Engels : Les émeutes de la bière en Bavière

Parmi les hausses des prix annoncées ces derniers jours en France, il y  a celle sur une taxe de la bière qui se répercuterait, selon la presse, sur le consommateur avec des hausses comprises entre 10 à 30 centimes. En 1844, la mise en place d’une taxe augmentant le prix de la bière par Louis I de Bavière, a provoqué une immense révolte dans la population ouvrière, révolte appelée « La Révolution de la Bière de Munich » (Münchner Bierrevolution). A partir de la soirée du 1 mai, des émeutes éclatent au centre de Munich et s’intensifient jusqu’au 5 mai, date à laquelle le roi décide de rebaisser le prix de la bière. Cette révolution de la bière de Munich est considérée comme un prémisse de la révolution de mars 1848 en Allemagne.

Les protestations concernant le prix de la bière ont à plusieurs reprises mobilisées les classes populaires en Allemagne et en particulier en Bavière. Ici, une photo de la grève de la bière de 1910 à Landau an der Isar (Basse Bavière).

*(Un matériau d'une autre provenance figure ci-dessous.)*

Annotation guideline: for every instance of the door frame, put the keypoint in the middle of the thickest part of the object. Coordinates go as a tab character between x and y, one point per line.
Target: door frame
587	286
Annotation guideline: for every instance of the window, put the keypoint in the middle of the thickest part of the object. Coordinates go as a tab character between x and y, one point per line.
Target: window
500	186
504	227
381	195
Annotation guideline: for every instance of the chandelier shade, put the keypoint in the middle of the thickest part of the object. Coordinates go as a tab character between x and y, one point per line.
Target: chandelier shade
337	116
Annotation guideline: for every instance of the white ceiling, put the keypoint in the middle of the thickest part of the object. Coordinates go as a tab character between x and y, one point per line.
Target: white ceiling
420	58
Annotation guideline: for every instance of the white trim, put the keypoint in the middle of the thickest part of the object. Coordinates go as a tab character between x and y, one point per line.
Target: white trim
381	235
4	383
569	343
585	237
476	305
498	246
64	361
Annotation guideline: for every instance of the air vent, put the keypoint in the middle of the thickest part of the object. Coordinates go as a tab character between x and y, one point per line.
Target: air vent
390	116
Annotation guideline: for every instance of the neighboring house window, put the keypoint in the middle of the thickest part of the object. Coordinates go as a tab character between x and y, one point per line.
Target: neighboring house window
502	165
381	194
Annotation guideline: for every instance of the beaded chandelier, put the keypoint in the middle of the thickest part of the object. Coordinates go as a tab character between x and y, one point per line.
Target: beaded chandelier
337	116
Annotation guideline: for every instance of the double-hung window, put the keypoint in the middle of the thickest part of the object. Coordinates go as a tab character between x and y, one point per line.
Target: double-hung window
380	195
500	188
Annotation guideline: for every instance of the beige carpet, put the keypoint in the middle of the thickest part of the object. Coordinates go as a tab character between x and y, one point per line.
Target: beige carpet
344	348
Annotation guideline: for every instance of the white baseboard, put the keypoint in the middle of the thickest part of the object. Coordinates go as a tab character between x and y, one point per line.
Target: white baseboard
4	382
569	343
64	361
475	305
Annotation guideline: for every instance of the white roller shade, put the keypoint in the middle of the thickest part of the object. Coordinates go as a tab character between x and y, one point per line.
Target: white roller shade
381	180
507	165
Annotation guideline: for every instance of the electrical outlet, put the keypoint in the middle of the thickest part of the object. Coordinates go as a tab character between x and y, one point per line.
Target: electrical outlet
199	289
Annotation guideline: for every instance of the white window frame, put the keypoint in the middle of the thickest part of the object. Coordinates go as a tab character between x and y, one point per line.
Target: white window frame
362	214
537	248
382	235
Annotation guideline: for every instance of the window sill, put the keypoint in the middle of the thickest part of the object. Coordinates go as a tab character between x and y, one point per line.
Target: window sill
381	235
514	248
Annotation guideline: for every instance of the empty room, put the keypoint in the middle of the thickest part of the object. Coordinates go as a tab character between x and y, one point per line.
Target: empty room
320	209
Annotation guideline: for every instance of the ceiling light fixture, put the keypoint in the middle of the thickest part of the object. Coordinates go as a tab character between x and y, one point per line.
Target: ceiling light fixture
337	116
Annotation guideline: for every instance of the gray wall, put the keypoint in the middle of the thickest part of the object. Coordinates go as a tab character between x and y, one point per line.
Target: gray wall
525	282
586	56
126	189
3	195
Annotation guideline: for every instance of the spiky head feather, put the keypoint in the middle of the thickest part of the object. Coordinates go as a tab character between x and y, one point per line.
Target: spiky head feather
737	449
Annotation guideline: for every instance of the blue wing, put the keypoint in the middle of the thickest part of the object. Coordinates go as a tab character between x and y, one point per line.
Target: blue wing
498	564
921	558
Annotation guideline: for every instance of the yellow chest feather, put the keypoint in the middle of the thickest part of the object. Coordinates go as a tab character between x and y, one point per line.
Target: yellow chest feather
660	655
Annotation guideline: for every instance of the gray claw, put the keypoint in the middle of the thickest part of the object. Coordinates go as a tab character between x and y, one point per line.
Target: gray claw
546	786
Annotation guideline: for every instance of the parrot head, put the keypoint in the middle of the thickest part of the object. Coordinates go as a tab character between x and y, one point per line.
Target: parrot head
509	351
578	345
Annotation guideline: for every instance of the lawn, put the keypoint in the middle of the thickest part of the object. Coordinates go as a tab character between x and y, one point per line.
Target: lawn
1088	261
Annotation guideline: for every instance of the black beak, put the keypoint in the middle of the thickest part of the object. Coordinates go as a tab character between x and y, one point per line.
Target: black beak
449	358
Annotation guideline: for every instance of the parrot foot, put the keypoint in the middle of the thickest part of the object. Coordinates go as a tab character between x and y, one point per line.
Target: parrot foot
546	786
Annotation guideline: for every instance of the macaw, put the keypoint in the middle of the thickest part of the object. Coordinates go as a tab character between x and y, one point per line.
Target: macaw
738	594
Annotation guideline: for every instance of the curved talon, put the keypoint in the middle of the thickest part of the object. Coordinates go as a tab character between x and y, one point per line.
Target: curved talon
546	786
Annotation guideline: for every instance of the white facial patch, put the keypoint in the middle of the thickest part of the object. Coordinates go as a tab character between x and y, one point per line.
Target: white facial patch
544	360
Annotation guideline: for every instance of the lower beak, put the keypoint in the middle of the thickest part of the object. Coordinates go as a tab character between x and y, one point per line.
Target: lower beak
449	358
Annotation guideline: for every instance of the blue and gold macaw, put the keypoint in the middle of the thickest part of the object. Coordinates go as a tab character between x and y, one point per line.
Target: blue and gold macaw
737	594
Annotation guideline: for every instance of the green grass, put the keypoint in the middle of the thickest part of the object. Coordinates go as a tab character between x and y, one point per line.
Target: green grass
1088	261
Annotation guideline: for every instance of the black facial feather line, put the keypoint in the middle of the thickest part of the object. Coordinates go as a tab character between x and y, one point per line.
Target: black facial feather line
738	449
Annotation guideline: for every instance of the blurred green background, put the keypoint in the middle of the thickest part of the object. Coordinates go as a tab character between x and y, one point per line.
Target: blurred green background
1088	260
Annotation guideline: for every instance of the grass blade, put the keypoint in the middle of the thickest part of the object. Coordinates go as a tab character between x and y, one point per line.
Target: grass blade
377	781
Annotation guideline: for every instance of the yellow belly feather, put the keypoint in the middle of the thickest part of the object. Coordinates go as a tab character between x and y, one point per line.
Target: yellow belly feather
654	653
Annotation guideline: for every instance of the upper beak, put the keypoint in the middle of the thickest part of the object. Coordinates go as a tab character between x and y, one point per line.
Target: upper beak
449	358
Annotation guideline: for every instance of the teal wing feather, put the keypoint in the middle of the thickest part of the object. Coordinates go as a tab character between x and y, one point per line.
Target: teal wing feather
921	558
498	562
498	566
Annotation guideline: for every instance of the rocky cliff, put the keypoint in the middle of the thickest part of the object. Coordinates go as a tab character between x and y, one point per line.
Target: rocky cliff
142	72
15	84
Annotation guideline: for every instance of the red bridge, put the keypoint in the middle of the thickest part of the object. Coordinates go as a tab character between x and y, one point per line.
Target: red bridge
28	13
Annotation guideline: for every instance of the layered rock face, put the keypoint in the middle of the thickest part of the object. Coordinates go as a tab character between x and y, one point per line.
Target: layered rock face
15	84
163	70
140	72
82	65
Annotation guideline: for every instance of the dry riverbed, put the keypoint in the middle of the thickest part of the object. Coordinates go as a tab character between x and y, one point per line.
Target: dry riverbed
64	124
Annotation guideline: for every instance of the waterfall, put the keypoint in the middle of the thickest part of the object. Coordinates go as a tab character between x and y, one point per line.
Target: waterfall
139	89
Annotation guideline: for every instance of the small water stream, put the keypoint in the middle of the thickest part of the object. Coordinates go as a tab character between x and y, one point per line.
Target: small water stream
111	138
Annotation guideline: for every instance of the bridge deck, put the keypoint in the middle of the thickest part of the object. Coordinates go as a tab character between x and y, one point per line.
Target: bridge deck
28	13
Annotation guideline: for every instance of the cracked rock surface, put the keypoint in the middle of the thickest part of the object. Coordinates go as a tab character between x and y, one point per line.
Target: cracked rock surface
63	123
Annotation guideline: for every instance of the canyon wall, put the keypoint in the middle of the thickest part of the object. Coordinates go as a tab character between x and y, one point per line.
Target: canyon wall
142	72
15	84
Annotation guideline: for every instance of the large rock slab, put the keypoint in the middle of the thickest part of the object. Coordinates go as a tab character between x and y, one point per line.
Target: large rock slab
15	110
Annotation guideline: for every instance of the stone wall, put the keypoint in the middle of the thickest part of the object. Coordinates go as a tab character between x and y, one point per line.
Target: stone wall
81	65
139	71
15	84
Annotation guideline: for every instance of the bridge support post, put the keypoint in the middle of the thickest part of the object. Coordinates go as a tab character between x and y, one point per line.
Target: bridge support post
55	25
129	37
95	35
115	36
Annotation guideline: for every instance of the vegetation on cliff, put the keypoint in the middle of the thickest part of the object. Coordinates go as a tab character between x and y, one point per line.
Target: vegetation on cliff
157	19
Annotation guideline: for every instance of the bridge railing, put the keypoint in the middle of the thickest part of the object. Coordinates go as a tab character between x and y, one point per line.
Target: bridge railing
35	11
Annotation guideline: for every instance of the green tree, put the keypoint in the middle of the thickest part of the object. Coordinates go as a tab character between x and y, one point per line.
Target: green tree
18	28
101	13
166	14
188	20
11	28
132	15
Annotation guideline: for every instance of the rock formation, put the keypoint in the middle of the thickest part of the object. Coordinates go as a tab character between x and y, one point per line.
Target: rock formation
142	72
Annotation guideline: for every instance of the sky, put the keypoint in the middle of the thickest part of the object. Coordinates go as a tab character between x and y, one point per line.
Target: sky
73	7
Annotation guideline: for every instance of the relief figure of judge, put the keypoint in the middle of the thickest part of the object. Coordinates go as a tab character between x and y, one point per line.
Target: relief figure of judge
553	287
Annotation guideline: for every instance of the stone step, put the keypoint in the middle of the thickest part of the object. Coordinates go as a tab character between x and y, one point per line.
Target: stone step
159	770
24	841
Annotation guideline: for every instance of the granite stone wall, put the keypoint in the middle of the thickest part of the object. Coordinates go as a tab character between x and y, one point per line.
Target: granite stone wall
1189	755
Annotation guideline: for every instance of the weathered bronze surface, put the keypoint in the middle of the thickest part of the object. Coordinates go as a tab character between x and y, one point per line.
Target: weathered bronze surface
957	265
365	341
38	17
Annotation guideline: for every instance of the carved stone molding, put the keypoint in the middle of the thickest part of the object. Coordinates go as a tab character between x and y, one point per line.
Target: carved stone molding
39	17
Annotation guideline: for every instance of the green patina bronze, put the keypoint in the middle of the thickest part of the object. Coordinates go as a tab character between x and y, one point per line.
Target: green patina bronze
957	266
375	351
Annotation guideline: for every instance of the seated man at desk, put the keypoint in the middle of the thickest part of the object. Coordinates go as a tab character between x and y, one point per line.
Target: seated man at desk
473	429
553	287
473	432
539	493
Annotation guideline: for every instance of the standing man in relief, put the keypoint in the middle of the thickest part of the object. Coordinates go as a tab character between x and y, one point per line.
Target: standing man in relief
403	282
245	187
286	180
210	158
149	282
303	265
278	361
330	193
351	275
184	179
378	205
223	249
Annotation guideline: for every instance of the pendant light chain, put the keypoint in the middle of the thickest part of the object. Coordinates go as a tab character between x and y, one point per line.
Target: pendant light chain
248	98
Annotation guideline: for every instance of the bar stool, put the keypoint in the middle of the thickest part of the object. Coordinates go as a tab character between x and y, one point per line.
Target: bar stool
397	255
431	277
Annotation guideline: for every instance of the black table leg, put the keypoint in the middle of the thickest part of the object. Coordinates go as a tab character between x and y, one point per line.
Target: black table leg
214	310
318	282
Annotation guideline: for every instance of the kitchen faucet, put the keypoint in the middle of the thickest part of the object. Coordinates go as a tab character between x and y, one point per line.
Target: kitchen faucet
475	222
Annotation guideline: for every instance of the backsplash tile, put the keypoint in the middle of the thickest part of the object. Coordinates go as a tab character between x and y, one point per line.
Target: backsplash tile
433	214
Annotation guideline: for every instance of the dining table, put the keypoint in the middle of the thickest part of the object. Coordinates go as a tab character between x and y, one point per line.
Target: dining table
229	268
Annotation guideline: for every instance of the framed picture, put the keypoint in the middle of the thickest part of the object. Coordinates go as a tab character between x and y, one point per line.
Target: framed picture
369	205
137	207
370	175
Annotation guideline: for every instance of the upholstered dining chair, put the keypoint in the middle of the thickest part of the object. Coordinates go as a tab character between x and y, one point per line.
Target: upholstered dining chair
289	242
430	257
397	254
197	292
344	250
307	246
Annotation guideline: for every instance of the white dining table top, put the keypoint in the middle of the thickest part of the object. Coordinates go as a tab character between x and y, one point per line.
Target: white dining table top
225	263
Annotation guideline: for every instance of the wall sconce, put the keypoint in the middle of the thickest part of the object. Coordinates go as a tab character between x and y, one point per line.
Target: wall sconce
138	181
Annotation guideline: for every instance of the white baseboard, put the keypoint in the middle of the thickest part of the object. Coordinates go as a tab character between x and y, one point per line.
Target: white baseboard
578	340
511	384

Parmi les slogans on peut lire : « Grève » (à gauche) et « Bière pour tous » (à droite).

Le 25 mai 1844, le Northern Star, organe central des charistes britanniques, publie un article d’Engels sous le titre « Beer Riots in Bavaria« , article également disponible en allemand à cette adresse. Cet article n’a, à notre connaissance, jamais été traduit en français jusqu’à aujourd’hui.

Les émeutes de la bière en Bavière (Engels,1844)

La bière bavaroise est la plus célèbre de toutes celles qui sont brassées en Allemagne et les Bavarois sont logiquement accros à cette boisson qu’ils consomment en assez grande quantité.

Le gouvernement a décidé d’une nouvelle taxe de 100 Schilling par Maß (NdT : litre), ce qui a conduit à des émeutes qui ont duré plus quatre jours. La population laborieuse s’est regroupée en masse, a marché dans les rues, a attaqué des bâtiments officiels, brisé des vitres et détruit tout ce qui se trouvait sur son passage pour protester contre la hausse du prix de sa boisson préférée.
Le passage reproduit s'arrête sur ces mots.